Rock City is a roadside attraction near Chattanooga, Tennessee on Lookout Mountain in Lookout Mountain, Georgia, located near Ruby Falls. It is well-known for the many barn roofs throughout the southeast United States that have the slogan "See Rock City" painted on their roofs. In total, over 900 barn roofs in nineteen states were painted by Clark Byers for Rock City. The publicity and lore claim that it is possible to see seven states from Lover's Leap, a point in Rock City. 

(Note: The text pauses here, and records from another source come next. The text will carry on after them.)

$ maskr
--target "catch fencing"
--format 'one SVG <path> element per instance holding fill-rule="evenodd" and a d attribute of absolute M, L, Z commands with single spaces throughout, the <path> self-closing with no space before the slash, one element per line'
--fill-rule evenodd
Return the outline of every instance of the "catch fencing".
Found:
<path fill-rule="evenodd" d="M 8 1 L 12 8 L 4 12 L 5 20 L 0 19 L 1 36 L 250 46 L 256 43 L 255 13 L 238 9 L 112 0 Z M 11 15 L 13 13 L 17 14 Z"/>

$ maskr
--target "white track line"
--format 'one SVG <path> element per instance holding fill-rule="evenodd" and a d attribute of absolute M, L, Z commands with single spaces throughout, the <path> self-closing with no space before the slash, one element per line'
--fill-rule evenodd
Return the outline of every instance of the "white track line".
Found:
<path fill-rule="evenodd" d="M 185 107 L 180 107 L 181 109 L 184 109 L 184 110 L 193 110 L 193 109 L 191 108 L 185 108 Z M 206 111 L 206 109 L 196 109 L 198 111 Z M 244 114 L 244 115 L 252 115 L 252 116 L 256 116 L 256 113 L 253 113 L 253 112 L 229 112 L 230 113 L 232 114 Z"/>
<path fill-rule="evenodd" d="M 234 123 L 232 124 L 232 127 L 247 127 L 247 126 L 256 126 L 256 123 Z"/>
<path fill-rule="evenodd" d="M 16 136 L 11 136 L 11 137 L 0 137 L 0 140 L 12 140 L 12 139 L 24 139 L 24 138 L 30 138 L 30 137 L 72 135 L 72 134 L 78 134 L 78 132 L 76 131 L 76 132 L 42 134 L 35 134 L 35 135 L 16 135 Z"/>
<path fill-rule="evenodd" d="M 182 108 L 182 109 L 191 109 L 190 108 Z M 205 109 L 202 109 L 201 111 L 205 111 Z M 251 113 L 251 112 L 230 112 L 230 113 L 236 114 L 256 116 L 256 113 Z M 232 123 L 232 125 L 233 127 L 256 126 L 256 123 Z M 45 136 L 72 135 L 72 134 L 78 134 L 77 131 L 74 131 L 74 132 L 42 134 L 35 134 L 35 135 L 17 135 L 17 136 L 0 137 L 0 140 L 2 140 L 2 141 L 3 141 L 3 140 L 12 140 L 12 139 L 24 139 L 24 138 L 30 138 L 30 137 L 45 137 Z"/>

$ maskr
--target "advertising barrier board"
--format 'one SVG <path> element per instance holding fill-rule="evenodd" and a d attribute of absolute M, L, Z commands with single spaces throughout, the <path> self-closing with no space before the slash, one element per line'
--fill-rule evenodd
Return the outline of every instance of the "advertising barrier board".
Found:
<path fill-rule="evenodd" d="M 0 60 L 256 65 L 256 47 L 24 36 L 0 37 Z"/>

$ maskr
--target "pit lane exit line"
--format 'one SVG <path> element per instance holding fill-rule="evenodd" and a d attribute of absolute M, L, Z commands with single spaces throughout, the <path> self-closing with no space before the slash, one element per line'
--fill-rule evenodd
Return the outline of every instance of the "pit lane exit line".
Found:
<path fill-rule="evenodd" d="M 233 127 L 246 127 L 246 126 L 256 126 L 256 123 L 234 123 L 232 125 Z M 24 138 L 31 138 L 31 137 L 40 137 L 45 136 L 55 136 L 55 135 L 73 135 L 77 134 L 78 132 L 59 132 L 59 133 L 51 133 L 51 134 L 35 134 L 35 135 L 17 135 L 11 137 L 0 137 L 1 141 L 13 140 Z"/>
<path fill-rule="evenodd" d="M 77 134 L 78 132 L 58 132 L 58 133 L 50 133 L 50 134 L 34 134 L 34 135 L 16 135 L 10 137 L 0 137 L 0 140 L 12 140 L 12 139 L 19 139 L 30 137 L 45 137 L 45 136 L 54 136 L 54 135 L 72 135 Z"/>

Ruby Falls is an 145-foot high underground waterfall located within Lookout Mountain, near Rock City.  In the 1920s a chemist and cave enthusiast named Leo Lambert thought that he could re-open the cave as a tourist attraction, and formed a company to do so. He planned to make an opening further up the mountain than the original opening and transport tourists to the cave via an elevator. For this purpose, his company purchased land on the side of Lookout Mountain above Lookout Mountain Cave and in 1928 began to drill through the limestone. In doing so, they discovered a small passageway about 18 inches high and four feet wide. Exploring this opening, Lambert discovered the formerly hidden Ruby Falls Cave and its waterfall.  On his next trip to visit the cave, Lambert took his wife Ruby, and told her that he would name the falls after her.

 

   
Chickamauga Battlefield (Georgia)  
The Battle of Chickamauga, fought September 18 to September 20, 1863, marked the end of a Union offensive in south-central Tennessee and northwestern Georgia called the Chickamauga Campaign. The battle was the most significant Union defeat in the Western Theater of the American Civil War. The battle was fought between the Union Army of the Cumberland under Maj. Gen. William Rosecrans and the Confederate Army of Tennessee under General Braxton Bragg, and was named for the Chickamauga Creek, which flows into the Tennessee River about 3.5 miles (5.6km) northeast of downtown Chattanooga. Chickamauga was a local Indian word meaning "Stagnant River" or, less accurately, "River of Death," a usage that may have begun after the battle.  Considered a Confederate victory for halting the Union advance, the Battle of Chickamauga was a costly one. It claimed an estimated 34,624 casualties (16,170 for the Union; 18,454 for the Confederates).

In the 1890s, the Congress of the United States authorized the establishment of the first four national military parks: Chickamauga and Chattanooga, Shiloh, Gettysburg, and Vicksburg. The first and largest of these, and the one upon which the establishment and development of most other national military and historical parks was based, was at Chickamauga, GA.  It owes its existence largely to the efforts of Generals Henry V. Boynton and Ferdinand Van Derveer, both veterans of the Union Army of the Cumberland, who saw the need for a federal park to preserve and commemorate these battlefields during a visit to the area in 1888. The 5,200 acre Chickamauga Battlefield contains numerous monuments, historical tablets, wayside exhibits, and trails.